手順4:トランジション用のC#スクリプトを書く
お次はトランジション用の簡単なC#スクリプトを書きます。
using System.Collections; using UnityEngine; public class SimpleTransition : MonoBehaviour { readonly float waitTime = 1f; void Start() { DontDestroyOnLoad(gameObject); StartCoroutine(nameof(Transition)); } IEnumerator Transition() { yield return new WaitForSeconds(waitTime); Destroy(gameObject); } }
トランジションはシーンをまたいで存在する必要があるので、シーンを切り替えたときに他と一緒に削除されてしまわないようにDontDestroyOnLoad関数でシーンを切り替えてもこのゲームオブジェクトが残るようにします。
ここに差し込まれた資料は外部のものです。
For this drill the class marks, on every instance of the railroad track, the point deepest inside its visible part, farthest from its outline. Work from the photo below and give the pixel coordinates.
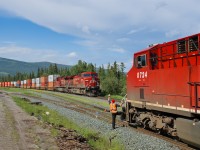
(91, 110)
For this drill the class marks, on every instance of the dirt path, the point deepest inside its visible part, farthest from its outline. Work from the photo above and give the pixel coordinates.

ただしシーンが切り替わった後もずっと残り続けたら無駄ですからトランジションが完全に終了するタイミングを見計らってシーンから削除するようにします。
手順5:キャンバスをプレハブ化する
ここまでできたらキャンバスをプレハブ化しておきましょう。後で必要なときに生成して使います。
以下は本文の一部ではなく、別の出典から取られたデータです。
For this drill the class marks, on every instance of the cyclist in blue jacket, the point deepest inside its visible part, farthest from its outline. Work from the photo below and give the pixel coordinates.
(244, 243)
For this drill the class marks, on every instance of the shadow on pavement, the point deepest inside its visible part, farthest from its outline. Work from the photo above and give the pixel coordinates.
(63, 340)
トランジションを使ったシーン切り替え処理のC#スクリプト
ではトランジションを使ったシーン切り替え処理のC#スクリプトを掲載します。
using System.Collections; using UnityEngine; using UnityEngine.SceneManagement; public class SceneManager02 : MonoBehaviour { [SerializeField] string targetSceneName = "Scene 02"; [SerializeField] GameObject transitionPrefab; readonly float waitTime = 0.5f; void Update() { if (Input.GetMouseButton(0)) { StartCoroutine(nameof(LoadScene)); } } IEnumerator LoadScene() { Instantiate(transitionPrefab); yield return new WaitForSeconds(waitTime); SceneManager.LoadScene(targetSceneName); } }
こちらはトランジションを生成してから暗転が完了するまで待ちたいので、コルーチンを使って処理を待つようにしてあります。
書けたらこれをScene 01の適当なゲームオブジェクトにアタッチし、「Transition Prefab」に先ほど作ったトランジションのプレハブを登録してください。
これでトランジションを使った滑らかなシーン切り替え処理が完成しました!
おわりに
以上、Unityでのシーン切り替え処理の作り方を一通りご説明しました。
シーン切り替え処理は地味ですがゲーム開発では必須の処理なので、ぜひこの機会にマスターしていただき使いこなせるようになって頂ければと思います。
この記事がUnityでのゲーム開発のお役に立てば幸いです。